U.S. to Impose 100% Tariff on Branded Drugs Unless Firms Build Plants

President Trump says a 100% tariff will apply to branded pharmaceutical imports from Oct. 1, unless the companies have begun building manufacturing plants in the U.S.

Oleg Petrenko By Oleg Petrenko Updated 3 mins read
U.S. to Impose 100% Tariff on Branded Drugs Unless Firms Build Plants
Trump announces new tariff policy targeting branded drug imports unless U.S. manufacturing plants are under construction. Photo: The White House

President Donald Trump said the U.S. will apply a 100% tariff on branded and patented pharmaceutical products entering the country beginning October 1, a dramatic escalation of his push to bring drug manufacturing back home. The duty will not apply to companies that are already constructing plants in the United States — including projects that have broken ground or are under active construction.

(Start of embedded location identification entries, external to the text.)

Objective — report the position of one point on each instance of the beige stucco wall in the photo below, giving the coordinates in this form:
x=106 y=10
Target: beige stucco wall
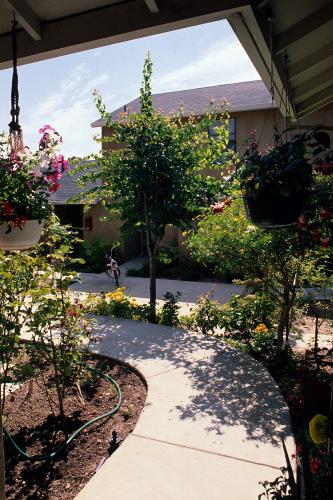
x=108 y=231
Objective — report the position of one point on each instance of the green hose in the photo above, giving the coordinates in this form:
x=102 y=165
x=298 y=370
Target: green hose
x=60 y=448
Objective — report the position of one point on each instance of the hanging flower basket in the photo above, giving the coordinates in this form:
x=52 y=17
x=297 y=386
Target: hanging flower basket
x=277 y=183
x=269 y=212
x=21 y=238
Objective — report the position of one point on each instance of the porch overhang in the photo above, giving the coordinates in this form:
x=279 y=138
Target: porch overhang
x=302 y=31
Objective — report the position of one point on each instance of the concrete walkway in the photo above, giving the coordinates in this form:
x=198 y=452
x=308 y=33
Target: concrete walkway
x=211 y=427
x=139 y=288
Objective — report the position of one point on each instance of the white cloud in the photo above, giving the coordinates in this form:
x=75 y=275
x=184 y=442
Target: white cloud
x=70 y=110
x=222 y=62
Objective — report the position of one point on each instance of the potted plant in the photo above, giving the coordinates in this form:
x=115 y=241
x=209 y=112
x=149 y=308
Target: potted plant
x=277 y=183
x=26 y=181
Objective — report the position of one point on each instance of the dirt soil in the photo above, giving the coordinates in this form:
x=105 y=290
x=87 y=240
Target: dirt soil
x=35 y=429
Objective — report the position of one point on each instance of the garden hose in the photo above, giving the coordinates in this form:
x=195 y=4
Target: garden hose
x=57 y=451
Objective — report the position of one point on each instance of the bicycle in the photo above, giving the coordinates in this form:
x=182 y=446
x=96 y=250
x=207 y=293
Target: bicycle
x=112 y=269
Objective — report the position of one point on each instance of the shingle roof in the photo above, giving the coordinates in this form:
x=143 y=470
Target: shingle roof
x=68 y=189
x=242 y=96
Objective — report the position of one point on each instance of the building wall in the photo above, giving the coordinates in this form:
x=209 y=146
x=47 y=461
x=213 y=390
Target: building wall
x=108 y=231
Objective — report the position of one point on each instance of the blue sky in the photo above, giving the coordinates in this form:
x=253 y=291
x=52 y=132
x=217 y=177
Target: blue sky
x=58 y=91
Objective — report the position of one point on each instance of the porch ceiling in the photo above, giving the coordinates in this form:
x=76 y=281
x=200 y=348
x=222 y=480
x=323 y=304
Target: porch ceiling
x=302 y=32
x=303 y=29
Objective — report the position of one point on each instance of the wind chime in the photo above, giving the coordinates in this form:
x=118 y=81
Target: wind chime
x=15 y=130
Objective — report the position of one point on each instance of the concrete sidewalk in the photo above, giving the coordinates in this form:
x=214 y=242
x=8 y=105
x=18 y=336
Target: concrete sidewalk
x=139 y=288
x=211 y=426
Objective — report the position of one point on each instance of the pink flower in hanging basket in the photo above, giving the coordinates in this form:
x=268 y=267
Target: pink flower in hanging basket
x=325 y=241
x=217 y=207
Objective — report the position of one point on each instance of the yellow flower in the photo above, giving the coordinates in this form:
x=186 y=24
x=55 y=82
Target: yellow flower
x=318 y=428
x=261 y=328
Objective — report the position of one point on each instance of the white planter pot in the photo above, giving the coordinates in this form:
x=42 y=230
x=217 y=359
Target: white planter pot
x=21 y=239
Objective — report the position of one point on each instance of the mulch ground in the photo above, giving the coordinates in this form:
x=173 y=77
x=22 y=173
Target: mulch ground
x=36 y=430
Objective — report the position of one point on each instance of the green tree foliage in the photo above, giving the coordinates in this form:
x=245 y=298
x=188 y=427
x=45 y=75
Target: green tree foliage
x=156 y=177
x=227 y=243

Trump framed the move as an incentive rather than a punishment, arguing it would accelerate reshoring. Branded pharmaceuticals are typically sold under trade names and protected by intellectual property, preventing generic competition until patent protections expire.

Tariffs as Catalyst and Risk

Supporters of the plan say it could jolt companies into building U.S. facilities at a time when imports of pharmaceuticals have more than doubled over the past decade. But health policy experts warn the policy may also backfire. Drug manufacturing often involves highly specialized inputs sourced globally, and any sudden disruption can ripple through the supply chain.

Leigh Purvis, a prescription drug policy principal at AARP, said before the announcement that such tariffs could “tip some generic drugs into unprofitability,” forcing manufacturers to pull products from the market and risking shortages. Industry groups have also warned the duties could divert funds away from research and development.

Swiss and European drugmakers are already reviewing their exposure. Roche recently broke ground on a new North Carolina facility that could qualify for an exemption. Novartis and other multinationals have signaled they are evaluating whether existing investments meet the administration’s threshold.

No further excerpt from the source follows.